ROOT CANAL TREATMENT
A root canal is a treatment to repair and save a badly damaged or infected tooth. The procedure involves removing the damaged area of the tooth (the pulp), cleaning and disinfecting it and then filling and sealing it. The common causes affecting the pulp are a cracked tooth, a deep cavity, repeated dental treatment to the tooth or trauma. The term “root canal” comes from cleaning of the canals inside the tooth’s root.
The most common causes of pulp damage or death are:
• A cracked tooth
• A deep cavity
• An injury to a tooth, such as a severe knock to the tooth, either recent or in the past.
Once the pulp is infected or dead, if left untreated, pus can build up at the root tip in the jawbone, forming an abscess. An abscess can destroy the bone surrounding the tooth and cause pain
What to Expect During a Root Canal
If you think you need a root canal, consult your dentist. There are a number of steps that occur over a few office visits.
1. X-ray – if a dentist suspects you may need a root canal, he will first take X-rays or examine existing X-rays to show where the decay is located.
2. Anesthesia – local anesthesia is administered to the affected tooth.
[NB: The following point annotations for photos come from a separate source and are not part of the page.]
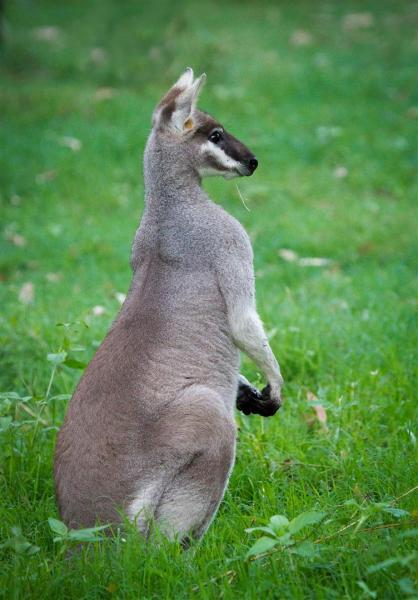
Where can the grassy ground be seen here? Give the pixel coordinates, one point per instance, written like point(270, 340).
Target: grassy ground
point(323, 93)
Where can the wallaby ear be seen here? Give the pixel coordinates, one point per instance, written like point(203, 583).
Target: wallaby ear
point(175, 111)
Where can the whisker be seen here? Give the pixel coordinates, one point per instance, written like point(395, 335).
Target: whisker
point(242, 197)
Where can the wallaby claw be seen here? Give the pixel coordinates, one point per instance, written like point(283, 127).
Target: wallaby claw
point(251, 401)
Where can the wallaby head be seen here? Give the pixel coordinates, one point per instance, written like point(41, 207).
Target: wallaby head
point(195, 141)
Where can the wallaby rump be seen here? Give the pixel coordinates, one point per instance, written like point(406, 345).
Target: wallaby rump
point(150, 429)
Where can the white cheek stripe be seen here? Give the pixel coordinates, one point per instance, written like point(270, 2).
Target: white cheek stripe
point(221, 157)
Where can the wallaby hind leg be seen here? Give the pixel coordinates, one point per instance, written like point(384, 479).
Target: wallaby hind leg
point(207, 432)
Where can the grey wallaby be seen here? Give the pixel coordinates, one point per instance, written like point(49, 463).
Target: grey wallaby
point(150, 429)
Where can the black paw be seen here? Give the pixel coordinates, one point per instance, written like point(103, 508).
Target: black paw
point(247, 398)
point(251, 401)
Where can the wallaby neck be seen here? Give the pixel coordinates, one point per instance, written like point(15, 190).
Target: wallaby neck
point(169, 180)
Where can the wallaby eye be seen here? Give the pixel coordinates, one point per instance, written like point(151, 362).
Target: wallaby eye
point(216, 136)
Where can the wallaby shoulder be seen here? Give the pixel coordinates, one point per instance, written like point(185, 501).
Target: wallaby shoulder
point(197, 232)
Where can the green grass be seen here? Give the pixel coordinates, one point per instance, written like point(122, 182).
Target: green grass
point(344, 332)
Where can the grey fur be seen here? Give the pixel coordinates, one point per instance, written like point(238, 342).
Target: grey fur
point(150, 428)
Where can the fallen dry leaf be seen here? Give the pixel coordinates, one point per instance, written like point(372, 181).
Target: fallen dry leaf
point(288, 255)
point(16, 239)
point(314, 262)
point(45, 176)
point(320, 412)
point(301, 38)
point(27, 293)
point(340, 172)
point(72, 143)
point(104, 93)
point(98, 55)
point(358, 21)
point(48, 33)
point(53, 277)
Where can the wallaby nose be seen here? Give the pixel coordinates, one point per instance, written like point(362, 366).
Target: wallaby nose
point(253, 164)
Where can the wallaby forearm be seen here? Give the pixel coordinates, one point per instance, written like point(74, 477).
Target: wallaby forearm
point(249, 336)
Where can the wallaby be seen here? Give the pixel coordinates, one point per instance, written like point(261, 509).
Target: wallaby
point(150, 430)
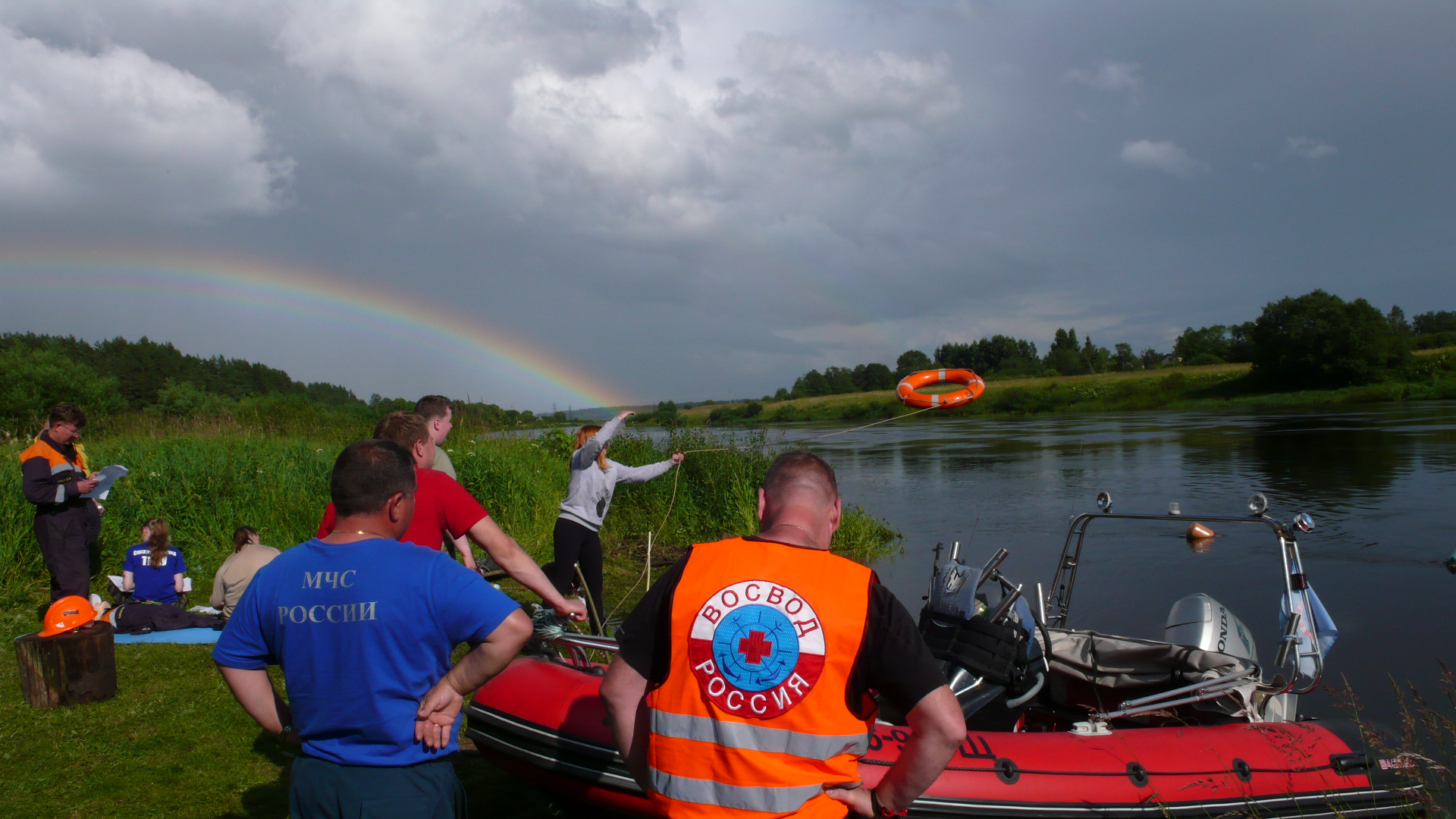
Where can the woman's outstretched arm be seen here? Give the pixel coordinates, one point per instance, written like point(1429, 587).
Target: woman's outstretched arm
point(644, 474)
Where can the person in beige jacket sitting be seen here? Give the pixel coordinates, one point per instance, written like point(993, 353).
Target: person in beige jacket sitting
point(237, 570)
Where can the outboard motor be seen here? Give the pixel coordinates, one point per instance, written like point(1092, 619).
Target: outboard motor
point(1203, 623)
point(987, 651)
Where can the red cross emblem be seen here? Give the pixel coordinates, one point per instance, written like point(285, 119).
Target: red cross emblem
point(755, 648)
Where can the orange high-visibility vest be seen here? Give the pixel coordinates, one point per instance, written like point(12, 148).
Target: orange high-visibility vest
point(58, 464)
point(752, 720)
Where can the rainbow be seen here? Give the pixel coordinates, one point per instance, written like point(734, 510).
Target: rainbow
point(310, 293)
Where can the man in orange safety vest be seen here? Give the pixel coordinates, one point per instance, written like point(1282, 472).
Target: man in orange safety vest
point(743, 681)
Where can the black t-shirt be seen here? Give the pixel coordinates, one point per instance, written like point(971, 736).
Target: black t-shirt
point(893, 661)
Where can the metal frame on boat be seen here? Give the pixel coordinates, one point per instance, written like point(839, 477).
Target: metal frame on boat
point(1156, 754)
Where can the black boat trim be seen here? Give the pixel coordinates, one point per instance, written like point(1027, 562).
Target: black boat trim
point(546, 748)
point(1237, 770)
point(601, 765)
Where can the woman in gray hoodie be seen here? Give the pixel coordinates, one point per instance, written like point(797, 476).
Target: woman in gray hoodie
point(588, 496)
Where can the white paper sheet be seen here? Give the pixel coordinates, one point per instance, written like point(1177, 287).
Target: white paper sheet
point(107, 477)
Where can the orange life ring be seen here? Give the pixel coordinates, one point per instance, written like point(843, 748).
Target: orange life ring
point(908, 387)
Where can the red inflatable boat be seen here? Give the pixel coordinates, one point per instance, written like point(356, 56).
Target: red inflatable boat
point(1196, 730)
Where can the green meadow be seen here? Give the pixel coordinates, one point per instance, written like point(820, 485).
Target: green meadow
point(174, 744)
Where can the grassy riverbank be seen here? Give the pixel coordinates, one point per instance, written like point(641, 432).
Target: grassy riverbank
point(174, 744)
point(1432, 376)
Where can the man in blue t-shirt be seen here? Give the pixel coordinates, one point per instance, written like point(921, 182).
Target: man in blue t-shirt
point(363, 627)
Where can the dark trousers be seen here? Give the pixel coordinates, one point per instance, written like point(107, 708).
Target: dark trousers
point(576, 544)
point(63, 538)
point(328, 790)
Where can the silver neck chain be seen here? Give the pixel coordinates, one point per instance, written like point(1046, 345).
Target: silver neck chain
point(807, 534)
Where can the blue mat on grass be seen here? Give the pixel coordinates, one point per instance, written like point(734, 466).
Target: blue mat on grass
point(180, 635)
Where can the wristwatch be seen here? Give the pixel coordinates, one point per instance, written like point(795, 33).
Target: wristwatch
point(881, 811)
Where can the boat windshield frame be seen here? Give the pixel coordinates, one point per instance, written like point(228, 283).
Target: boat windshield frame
point(1059, 605)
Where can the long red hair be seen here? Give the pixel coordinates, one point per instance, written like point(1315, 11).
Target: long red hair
point(584, 435)
point(159, 538)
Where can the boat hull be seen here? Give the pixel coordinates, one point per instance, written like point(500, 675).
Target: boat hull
point(545, 720)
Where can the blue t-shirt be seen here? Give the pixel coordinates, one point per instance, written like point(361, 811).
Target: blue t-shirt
point(155, 583)
point(363, 632)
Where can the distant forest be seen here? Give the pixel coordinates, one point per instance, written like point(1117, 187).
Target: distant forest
point(1002, 356)
point(146, 376)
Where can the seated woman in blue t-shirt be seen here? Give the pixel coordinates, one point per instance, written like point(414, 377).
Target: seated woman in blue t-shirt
point(153, 569)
Contrary to popular belief, a root canal is no more painful than a filling.
3. Pulpectomy – an opening is made and the diseased tooth pulp is removed.
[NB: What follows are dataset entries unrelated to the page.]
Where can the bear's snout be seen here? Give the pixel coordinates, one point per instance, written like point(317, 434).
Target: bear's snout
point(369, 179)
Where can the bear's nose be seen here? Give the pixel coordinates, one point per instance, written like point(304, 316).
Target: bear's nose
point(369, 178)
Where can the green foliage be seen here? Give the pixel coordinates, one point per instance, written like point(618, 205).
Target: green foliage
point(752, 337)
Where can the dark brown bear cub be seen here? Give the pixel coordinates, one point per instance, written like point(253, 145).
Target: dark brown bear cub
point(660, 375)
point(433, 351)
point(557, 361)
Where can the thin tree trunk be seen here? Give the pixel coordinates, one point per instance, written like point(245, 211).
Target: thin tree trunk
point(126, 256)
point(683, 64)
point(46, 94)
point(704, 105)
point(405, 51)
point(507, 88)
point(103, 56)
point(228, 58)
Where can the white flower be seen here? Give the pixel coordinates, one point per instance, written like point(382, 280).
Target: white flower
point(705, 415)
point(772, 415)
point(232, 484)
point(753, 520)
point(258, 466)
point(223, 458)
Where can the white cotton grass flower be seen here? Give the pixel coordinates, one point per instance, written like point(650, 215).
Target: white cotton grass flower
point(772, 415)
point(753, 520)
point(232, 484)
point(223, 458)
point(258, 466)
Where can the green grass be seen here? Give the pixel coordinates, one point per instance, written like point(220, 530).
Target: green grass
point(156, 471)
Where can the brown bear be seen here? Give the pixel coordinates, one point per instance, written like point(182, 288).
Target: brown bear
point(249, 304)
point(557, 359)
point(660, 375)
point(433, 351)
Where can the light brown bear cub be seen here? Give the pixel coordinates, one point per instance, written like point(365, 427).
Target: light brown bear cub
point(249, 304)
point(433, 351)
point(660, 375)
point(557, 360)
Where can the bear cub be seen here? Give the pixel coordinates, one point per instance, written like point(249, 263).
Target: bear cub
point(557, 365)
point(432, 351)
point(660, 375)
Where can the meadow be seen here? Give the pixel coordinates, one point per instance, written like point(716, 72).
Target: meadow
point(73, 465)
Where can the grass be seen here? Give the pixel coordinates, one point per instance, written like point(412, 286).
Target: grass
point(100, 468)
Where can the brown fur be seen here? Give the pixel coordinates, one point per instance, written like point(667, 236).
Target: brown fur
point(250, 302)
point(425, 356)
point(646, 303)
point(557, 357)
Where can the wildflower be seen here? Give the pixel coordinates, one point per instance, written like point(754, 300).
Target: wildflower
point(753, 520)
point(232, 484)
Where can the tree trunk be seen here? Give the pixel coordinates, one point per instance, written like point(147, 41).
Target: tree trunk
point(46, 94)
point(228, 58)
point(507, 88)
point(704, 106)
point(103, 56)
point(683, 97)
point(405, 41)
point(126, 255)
4. Filling – the roots that have been opened (to get rid of the diseased pulp) are filled with gutta-percha material and sealed off with cement.
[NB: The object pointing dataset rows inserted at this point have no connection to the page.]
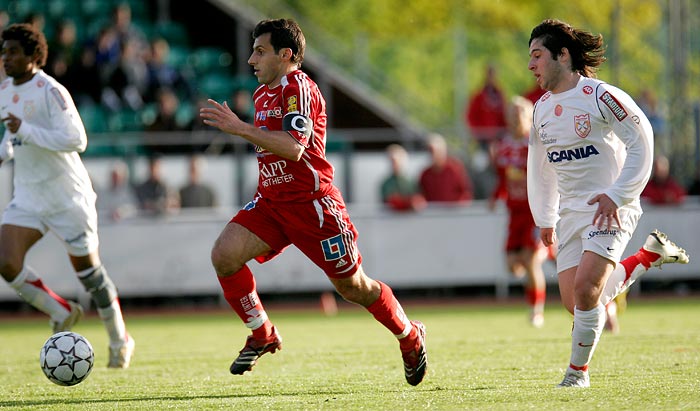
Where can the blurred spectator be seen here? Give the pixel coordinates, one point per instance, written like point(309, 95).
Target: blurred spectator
point(525, 252)
point(87, 84)
point(662, 188)
point(399, 192)
point(127, 81)
point(125, 29)
point(166, 117)
point(243, 105)
point(485, 114)
point(107, 51)
point(534, 93)
point(445, 179)
point(195, 193)
point(117, 200)
point(162, 74)
point(694, 187)
point(154, 195)
point(648, 103)
point(64, 54)
point(37, 20)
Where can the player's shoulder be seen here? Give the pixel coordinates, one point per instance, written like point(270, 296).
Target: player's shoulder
point(7, 82)
point(297, 79)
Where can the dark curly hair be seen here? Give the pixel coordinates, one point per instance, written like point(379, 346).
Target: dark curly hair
point(284, 33)
point(33, 41)
point(586, 49)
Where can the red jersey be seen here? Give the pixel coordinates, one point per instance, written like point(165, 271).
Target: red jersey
point(297, 107)
point(511, 164)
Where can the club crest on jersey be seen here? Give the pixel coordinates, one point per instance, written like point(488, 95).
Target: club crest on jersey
point(572, 154)
point(618, 110)
point(59, 98)
point(292, 104)
point(333, 248)
point(582, 124)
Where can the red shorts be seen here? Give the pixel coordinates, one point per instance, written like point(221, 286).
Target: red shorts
point(522, 231)
point(321, 229)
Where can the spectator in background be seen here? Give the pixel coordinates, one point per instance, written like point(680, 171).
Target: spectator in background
point(694, 187)
point(525, 252)
point(36, 20)
point(445, 179)
point(125, 30)
point(154, 195)
point(648, 103)
point(87, 84)
point(195, 193)
point(166, 117)
point(117, 200)
point(662, 188)
point(398, 191)
point(243, 105)
point(162, 74)
point(534, 93)
point(127, 80)
point(486, 111)
point(64, 53)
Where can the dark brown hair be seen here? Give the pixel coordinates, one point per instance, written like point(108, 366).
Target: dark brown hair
point(32, 41)
point(284, 33)
point(586, 49)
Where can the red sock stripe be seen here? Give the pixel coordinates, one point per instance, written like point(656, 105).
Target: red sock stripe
point(646, 257)
point(40, 284)
point(630, 263)
point(535, 296)
point(385, 310)
point(241, 295)
point(577, 368)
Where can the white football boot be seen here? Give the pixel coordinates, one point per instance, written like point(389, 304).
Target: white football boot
point(575, 379)
point(658, 243)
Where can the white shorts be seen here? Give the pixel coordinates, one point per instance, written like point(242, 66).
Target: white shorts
point(576, 234)
point(75, 226)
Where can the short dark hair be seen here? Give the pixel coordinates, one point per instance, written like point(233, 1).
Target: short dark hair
point(284, 33)
point(33, 41)
point(586, 49)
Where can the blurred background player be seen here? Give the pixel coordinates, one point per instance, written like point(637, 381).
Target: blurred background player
point(297, 203)
point(524, 250)
point(590, 156)
point(445, 180)
point(399, 191)
point(52, 190)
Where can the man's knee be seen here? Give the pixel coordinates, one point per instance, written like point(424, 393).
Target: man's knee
point(9, 267)
point(99, 285)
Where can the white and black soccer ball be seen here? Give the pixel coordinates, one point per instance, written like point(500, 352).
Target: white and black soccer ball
point(67, 358)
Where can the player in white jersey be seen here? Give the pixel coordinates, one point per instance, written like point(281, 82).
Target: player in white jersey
point(590, 156)
point(52, 190)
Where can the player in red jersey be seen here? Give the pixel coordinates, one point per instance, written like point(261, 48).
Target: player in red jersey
point(524, 250)
point(296, 202)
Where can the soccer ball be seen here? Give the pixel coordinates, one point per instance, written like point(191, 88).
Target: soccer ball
point(66, 358)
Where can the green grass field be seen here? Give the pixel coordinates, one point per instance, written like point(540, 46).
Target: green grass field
point(480, 358)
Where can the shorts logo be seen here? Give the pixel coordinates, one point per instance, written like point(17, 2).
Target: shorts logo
point(617, 109)
point(602, 233)
point(582, 124)
point(292, 104)
point(333, 248)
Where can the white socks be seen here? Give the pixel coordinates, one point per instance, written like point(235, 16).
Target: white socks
point(588, 326)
Tips for Care After a Root Canal
A treated and restored tooth can last a lifetime with proper care. Root canals have a high success rate. Here are a few ways to take care of your teeth after a root canal:
• Practice good oral hygiene – brush teeth twice a day, and floss at least once. Taking care of your teeth can help prevent future problems.
• Visit the dentist regularly – cleanings and examinations by dentists and hygienists.
• Avoid chewing on hard foods – chewing on hard foods such as ice can cause teeth to break, and can harm root canals.
How Painful Is a Root Canal?
Root canal procedures have the reputation of being painful. Actually, most people report that the procedure itself is no more painful than having a filling placed.
How Successful Are Root Canals?
Root canal treatment is highly successful; the procedure has more than a 95% success rate. Many teeth fixed with a root canal can last a lifetime.
Also, because the final step of the root canal procedure is the application of a restoration such as a crown or a filling, it will not be obvious to onlookers that a root canal was performed.
Root Canal Prevention
Since some of the reasons why the nerve of a tooth and its pulp become inflamed and infected are due to deep decay, repeated dental procedures on a tooth and/or large fillings, following good oral hygiene practices (brushing twice a day, flossing at least once a day, and scheduling regular dental visits) may reduce the need for a root canal procedure. Trauma resulting from a sports-related injury can be reduced by wearing a mouth guard.